The Theatre du Palais Royal of to-day was the Theatre des Marionettes of the Comte de Beaujolais, which had for contemporaries the Fantoches Italiens, the Ombres Chinoises and the Musee Curtius, perhaps the first of the wax-works shows that in later generations became so popular. The Palais Royal had now become a vast amusement enterprise, with side-shows of all sorts, theatres, concerts, cafes, restaurants, clubs, gambling-houses and what not--all paying rents, and high ones, to the proprietor.

In the centre of the garden, where is now the fountain and its basin, was a circus, half underground and half above, and there were innumerable booths and kiosks for the sale of foolish trifles, all paying tribute to the ground landlord.

Gaming at the Palais Royal was not wholly confined to the public gambling houses. During the carnival season of 1777 the gambling which went on in the royal apartments became notorious for even that profligate time: in one night the Duc de Chartres lost eight thousand _livres_. Louis XVI, honest man, took all due precautions to reduce this extravagance, but was impotent.

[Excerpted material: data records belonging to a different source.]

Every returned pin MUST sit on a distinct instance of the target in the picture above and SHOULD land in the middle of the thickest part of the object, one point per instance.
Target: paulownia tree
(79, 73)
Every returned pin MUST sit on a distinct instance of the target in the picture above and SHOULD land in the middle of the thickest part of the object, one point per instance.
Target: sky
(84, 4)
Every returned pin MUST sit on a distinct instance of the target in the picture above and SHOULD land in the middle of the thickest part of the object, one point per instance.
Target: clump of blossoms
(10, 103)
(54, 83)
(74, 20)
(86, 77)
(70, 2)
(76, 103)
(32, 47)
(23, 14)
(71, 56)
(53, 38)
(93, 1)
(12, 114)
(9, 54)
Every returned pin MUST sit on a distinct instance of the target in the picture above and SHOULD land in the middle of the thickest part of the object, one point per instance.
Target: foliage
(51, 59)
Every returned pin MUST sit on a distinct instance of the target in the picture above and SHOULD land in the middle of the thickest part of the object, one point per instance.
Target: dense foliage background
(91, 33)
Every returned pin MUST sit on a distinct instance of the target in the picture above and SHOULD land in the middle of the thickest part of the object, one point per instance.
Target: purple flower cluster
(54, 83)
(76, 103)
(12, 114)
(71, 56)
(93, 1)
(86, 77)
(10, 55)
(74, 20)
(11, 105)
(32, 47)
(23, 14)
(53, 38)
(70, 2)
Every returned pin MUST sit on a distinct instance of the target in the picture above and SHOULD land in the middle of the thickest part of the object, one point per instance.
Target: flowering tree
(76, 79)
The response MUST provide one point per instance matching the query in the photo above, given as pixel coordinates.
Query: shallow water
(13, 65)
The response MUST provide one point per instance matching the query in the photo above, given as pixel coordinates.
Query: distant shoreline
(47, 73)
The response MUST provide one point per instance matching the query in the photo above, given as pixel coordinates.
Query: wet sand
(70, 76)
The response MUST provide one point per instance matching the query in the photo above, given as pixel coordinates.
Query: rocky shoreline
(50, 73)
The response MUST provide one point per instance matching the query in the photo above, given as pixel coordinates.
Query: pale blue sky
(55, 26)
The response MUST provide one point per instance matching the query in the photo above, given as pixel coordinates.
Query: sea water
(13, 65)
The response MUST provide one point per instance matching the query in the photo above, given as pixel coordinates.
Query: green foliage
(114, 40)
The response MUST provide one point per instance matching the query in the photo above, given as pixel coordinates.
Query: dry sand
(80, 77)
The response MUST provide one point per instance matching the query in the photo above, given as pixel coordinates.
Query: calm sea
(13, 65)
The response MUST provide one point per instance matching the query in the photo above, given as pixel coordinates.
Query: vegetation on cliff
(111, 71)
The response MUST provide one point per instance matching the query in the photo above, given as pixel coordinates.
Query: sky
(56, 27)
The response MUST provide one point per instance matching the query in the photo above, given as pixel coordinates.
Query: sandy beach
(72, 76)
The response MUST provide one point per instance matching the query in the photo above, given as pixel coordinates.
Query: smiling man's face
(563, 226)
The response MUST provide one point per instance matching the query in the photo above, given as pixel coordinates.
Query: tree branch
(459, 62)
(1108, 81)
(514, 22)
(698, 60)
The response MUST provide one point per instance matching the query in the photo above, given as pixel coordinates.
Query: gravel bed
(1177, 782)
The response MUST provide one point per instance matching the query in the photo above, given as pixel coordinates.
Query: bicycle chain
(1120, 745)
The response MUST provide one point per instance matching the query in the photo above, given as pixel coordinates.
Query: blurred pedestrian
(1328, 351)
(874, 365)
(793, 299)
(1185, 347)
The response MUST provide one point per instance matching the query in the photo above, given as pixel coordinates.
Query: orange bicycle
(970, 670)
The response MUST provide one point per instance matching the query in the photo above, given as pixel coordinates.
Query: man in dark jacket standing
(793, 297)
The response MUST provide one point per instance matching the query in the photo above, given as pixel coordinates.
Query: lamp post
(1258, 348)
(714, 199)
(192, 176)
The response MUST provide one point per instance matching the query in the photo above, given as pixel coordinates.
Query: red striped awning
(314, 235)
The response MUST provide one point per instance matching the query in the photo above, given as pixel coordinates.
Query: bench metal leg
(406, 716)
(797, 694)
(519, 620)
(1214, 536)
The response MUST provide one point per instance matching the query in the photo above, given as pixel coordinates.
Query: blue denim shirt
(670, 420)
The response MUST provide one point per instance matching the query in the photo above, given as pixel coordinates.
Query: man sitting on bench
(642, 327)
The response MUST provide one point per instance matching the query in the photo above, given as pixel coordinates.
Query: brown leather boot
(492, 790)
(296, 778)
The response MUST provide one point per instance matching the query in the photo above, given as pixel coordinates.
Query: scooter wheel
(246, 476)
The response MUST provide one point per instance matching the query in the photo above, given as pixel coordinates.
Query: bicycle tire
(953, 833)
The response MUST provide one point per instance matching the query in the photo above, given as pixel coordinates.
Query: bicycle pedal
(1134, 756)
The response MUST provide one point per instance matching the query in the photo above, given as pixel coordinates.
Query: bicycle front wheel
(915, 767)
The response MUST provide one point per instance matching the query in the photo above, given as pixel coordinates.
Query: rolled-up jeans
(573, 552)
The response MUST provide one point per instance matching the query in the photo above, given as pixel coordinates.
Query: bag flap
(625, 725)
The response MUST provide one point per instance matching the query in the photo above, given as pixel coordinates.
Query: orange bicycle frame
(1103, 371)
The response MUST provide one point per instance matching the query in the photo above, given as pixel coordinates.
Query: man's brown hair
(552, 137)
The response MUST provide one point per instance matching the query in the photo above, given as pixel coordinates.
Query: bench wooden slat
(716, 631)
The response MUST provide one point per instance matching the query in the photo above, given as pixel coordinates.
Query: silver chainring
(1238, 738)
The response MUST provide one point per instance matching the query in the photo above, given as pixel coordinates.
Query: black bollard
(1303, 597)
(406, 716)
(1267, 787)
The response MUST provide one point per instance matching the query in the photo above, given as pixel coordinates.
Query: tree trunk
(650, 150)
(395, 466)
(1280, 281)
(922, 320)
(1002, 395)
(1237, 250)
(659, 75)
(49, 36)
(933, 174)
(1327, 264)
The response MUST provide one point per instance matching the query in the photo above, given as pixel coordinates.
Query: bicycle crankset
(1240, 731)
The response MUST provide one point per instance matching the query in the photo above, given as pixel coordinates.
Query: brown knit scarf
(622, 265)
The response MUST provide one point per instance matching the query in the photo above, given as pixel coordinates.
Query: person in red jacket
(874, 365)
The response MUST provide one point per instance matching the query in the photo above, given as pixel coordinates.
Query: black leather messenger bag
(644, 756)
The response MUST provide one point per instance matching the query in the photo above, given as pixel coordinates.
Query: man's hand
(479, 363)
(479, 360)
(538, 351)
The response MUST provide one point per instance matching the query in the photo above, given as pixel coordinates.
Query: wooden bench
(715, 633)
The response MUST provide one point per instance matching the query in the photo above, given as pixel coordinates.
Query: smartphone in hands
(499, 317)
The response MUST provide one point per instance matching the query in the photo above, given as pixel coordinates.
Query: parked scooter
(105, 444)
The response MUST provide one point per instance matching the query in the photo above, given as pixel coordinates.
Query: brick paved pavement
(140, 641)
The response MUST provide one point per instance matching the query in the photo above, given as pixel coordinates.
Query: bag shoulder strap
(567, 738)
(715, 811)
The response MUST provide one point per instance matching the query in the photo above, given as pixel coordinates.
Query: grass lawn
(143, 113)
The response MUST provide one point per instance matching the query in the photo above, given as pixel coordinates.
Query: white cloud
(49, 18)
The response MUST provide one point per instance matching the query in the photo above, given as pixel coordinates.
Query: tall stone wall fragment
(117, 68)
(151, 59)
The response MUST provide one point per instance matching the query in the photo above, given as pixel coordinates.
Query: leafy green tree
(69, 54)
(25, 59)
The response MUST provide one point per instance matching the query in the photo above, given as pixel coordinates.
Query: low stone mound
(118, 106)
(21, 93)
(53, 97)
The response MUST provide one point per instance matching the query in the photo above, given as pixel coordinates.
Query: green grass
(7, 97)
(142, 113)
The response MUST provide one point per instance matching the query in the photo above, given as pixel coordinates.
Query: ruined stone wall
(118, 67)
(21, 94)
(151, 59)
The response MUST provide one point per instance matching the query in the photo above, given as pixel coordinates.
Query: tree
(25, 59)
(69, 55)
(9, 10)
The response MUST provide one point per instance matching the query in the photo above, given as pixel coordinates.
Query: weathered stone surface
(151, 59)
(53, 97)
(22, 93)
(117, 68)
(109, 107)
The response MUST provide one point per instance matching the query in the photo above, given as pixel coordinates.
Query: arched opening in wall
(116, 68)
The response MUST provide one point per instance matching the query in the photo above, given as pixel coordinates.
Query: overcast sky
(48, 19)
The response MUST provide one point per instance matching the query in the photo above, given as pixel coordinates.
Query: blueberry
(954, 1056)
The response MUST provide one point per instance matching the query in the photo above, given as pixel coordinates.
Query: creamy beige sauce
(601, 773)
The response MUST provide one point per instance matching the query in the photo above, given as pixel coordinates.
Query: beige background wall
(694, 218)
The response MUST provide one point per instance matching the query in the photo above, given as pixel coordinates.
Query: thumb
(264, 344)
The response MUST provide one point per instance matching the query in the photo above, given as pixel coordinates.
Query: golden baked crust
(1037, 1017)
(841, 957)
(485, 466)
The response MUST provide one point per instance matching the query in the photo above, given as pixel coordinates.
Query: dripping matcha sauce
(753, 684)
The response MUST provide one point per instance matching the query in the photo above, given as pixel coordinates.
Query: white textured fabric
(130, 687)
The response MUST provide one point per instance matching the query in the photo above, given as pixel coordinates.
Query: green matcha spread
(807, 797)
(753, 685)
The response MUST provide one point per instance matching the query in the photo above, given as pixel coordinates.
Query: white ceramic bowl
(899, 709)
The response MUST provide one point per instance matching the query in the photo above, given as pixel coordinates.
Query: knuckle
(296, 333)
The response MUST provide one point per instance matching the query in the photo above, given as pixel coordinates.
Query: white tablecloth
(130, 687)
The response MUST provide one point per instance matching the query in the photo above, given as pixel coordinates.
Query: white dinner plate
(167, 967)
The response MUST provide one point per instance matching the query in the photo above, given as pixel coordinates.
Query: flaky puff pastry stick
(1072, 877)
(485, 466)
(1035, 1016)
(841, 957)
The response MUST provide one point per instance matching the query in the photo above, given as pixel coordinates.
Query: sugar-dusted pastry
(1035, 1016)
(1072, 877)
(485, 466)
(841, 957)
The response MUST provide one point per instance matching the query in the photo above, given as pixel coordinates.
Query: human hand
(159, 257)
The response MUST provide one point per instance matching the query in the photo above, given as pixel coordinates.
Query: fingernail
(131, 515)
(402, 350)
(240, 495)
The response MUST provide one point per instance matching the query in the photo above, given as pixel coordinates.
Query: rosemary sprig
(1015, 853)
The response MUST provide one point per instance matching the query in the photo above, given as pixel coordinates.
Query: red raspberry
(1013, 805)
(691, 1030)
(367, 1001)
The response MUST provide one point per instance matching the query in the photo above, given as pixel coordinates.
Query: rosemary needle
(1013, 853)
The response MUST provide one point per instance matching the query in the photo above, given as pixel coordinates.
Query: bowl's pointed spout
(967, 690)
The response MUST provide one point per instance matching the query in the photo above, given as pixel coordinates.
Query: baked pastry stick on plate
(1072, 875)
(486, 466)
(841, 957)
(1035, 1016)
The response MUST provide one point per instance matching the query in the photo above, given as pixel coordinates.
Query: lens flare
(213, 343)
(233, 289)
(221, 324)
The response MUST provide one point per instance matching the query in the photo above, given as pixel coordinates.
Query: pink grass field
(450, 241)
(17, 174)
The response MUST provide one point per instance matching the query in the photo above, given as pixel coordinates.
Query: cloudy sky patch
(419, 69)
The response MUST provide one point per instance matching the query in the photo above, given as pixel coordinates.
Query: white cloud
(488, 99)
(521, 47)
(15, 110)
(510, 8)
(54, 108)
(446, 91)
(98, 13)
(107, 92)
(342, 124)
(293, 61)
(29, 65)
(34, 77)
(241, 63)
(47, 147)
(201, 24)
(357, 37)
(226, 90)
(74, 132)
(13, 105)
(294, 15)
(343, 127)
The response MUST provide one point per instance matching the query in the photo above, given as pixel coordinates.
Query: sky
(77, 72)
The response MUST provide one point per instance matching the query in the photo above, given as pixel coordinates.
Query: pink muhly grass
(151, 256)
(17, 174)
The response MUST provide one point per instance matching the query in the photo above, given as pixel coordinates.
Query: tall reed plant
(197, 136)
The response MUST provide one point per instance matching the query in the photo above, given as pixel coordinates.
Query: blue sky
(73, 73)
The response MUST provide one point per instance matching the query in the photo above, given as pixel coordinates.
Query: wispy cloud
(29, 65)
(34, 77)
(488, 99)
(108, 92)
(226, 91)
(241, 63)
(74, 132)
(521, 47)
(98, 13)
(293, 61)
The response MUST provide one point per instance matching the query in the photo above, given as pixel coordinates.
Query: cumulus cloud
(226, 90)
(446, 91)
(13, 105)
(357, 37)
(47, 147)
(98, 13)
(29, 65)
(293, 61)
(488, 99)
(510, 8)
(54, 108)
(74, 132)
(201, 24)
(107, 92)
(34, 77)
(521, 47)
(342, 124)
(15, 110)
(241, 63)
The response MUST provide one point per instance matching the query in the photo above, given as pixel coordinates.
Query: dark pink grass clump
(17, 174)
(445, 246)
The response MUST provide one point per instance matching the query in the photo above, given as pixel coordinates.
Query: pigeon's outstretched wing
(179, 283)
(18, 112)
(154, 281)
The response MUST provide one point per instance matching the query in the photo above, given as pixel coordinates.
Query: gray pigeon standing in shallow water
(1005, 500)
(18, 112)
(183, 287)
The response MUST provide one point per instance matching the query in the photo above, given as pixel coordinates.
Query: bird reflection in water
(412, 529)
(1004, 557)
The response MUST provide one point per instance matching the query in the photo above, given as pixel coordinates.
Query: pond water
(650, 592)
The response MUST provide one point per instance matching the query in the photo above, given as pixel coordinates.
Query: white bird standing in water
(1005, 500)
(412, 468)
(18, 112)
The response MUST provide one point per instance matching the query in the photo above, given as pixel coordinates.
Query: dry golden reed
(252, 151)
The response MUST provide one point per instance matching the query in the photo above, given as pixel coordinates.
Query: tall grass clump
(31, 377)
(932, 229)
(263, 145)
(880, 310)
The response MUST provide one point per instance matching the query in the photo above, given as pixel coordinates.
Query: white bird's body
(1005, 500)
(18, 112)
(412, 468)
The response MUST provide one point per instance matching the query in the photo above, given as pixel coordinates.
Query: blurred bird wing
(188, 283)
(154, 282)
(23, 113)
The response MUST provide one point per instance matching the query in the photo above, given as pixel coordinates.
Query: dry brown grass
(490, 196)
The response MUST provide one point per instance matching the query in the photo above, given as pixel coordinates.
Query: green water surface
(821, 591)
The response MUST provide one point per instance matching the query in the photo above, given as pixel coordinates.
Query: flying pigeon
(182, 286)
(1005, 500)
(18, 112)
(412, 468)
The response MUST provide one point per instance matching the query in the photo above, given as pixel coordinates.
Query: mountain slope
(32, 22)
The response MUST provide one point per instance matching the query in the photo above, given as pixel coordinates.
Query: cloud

Between the courtyard fountain and the northern arcade of the inner palace was placed the famous Cannon du Palais Royal, which, by an ingenious disposition, was fired each day at midday by the action of the sun's rays. All the world stood around awaiting the moment when watches might be regulated for another twenty-four hours.

The celebrated Abbe Delille, to whom the beauties of the gardens were being shown, deplored the lack of good manners on the part of the habitues and delivered himself of the following appropriate quatrain:

"Dans ce jardin tout se rencontree Excepte l'ombrage et les fleurs; Si l'on y deregle ses moeurs Du moins on y regle sa montre."

The Galerie de Bois was perhaps the most disreputable of all the palace confines. It was a long, double row of booths which only disappeared when Louis-Philippe built the glass-covered Galerie d'Orleans.

Up to the eve of the Revolution the Palais Royal enjoyed the same privileges as the Temple and the Luxembourg, and became a sort of refuge whereby those who sought to escape from the police might lose themselves in the throng. The monarch himself was obliged to ask permission of the Duc d'Orleans that his officials might pursue their police methods within the outer walls.

It was July 12, 1789. The evening before, Louis XVI had dismissed his minister, Neckar, but only on Sunday, the 12th, did the news get abroad.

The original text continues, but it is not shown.